Es curioso que las tradiciónes, que consisten en repetir lo mismo, nacen cuando alguien hace algo distinto. A veces J. consultaba su reloj de bolsillo. Llamaba la atención, quién lleva hoy un reloj así. Era de mi abuelo decía a modo de sucinta explicación, dando a entender que no iba a dar más detalles.
Con el tiempo supe alguna cosa más de aquel reloj. El dueño original no había sido el abuelo, sino el padre de aquel, el bisabuelo, que también se llamaba J. El nombre y apellido figuran en el lado interno de la tapa; junto a un año, 1890. La tradición familiar era que el J. de turno, porque todos se llamaban J., regalaba el reloj a su hijo el día de su boda.

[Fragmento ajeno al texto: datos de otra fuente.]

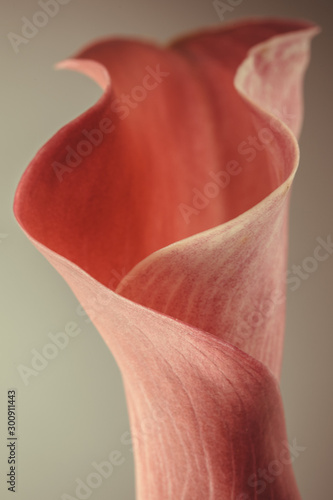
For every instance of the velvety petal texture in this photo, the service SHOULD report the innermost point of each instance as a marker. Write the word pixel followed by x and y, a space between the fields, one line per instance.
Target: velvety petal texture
pixel 165 208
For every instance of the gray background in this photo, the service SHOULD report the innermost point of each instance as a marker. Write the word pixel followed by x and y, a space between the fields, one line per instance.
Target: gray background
pixel 73 413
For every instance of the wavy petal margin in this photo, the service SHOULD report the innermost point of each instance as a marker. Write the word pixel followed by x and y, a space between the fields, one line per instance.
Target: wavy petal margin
pixel 196 319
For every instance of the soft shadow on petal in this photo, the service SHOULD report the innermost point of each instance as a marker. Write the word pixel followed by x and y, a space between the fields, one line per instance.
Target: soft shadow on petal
pixel 205 409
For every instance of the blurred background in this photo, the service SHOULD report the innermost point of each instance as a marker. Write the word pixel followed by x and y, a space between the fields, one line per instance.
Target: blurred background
pixel 73 412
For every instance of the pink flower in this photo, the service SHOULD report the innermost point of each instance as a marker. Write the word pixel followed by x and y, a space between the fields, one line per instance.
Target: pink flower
pixel 165 209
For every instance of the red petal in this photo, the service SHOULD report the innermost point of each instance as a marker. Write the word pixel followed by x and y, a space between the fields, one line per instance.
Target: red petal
pixel 221 419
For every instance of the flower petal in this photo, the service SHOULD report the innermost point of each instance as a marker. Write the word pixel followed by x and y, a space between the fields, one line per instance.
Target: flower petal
pixel 214 413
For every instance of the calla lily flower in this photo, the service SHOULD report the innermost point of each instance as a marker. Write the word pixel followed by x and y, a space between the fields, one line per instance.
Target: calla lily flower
pixel 165 209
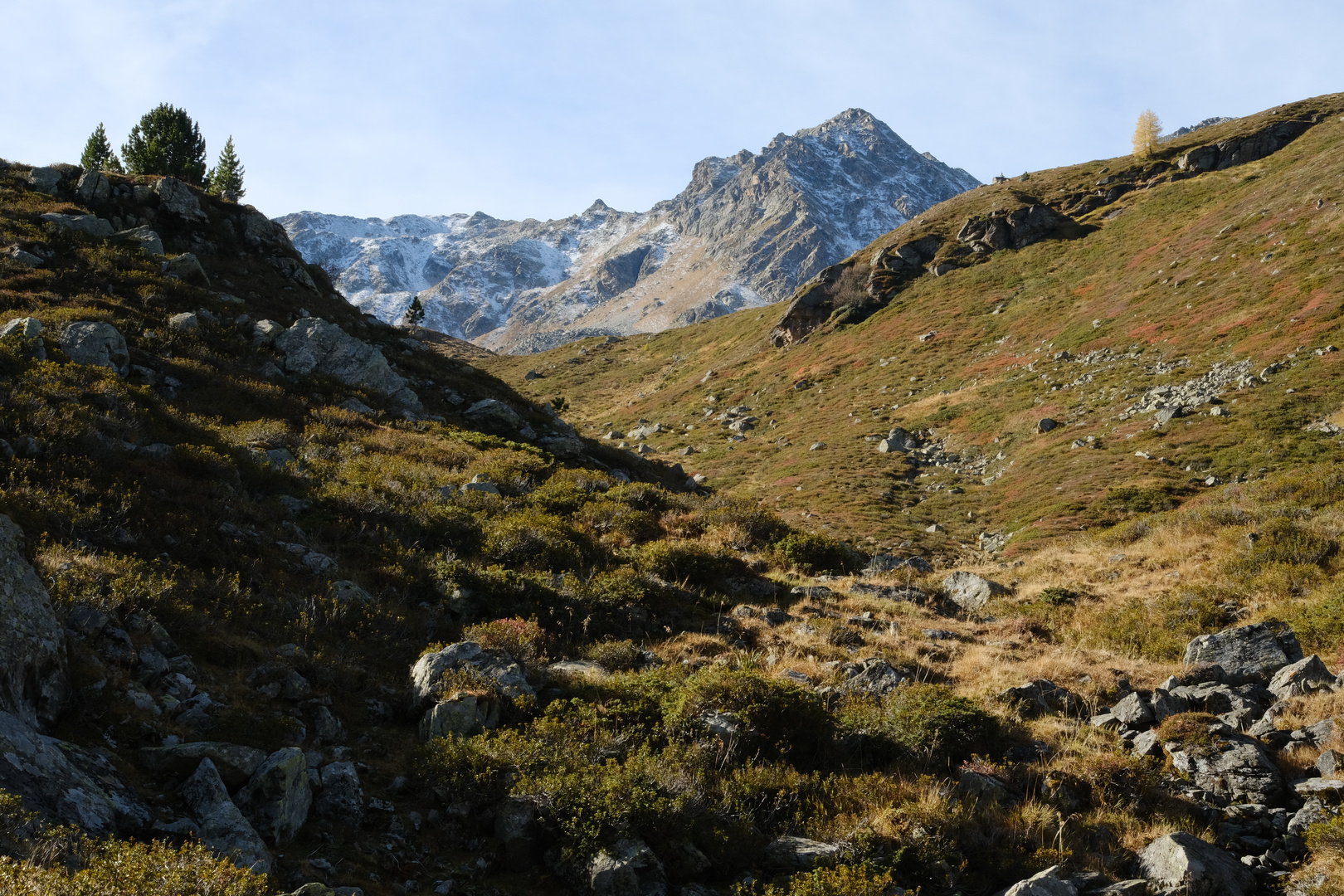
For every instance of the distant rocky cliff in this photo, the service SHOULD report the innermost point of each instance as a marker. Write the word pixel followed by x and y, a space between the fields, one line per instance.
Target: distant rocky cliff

Todas las tradiciones comienzan siendo una innovación, y pueden acabar convirtiéndose en una carga. ¿Es necesario llamarse igual que el padre? No deja de ser la causa de molestas confusiones. Y a su vez, ¿es obligatorio casarse? Por cierto, el abuelo tenía una hermana que, siendo la mayor, cuando se casó no heredó el reloj. Aquella tía-abuela no tuvo una vida feliz. Pronto se separó y el comentario recurrente era que la pobre tía E. bebía demasiado y había acabado en un asilo, trastornada.

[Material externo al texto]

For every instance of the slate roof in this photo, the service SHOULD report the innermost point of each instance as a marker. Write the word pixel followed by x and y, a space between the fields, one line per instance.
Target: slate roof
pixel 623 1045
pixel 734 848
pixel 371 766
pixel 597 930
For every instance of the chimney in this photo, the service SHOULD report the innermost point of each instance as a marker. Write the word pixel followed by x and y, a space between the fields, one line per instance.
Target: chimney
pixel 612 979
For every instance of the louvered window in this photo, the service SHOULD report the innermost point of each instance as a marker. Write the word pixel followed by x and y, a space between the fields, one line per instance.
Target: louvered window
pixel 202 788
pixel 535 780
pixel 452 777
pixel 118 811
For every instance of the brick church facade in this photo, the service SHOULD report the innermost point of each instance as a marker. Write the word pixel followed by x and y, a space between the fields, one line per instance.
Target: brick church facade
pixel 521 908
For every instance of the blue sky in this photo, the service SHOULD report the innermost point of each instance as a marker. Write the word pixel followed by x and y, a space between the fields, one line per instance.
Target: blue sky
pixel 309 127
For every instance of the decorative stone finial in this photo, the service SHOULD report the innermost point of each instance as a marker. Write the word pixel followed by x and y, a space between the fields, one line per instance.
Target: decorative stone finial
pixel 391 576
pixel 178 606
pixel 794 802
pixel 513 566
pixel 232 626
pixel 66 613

Así que J., este J. de ahora, sigue portando su reloj de bolsillo, no sabe muy bien por qué: por costumbre, por devoción familiar, por ser original. Sea como sea, no hay un quinto J. y hace tiempo que al nuestro le está pareciendo que hay algo erróneo en esa solemnidad del reloj heredado. Además, ha hecho un cálculo del tiempo que dedica a darle cuerda o llevarlo al relojero y le ha salido que puede llegar a pasar un mes de su vida ocupándose del dichoso reloj.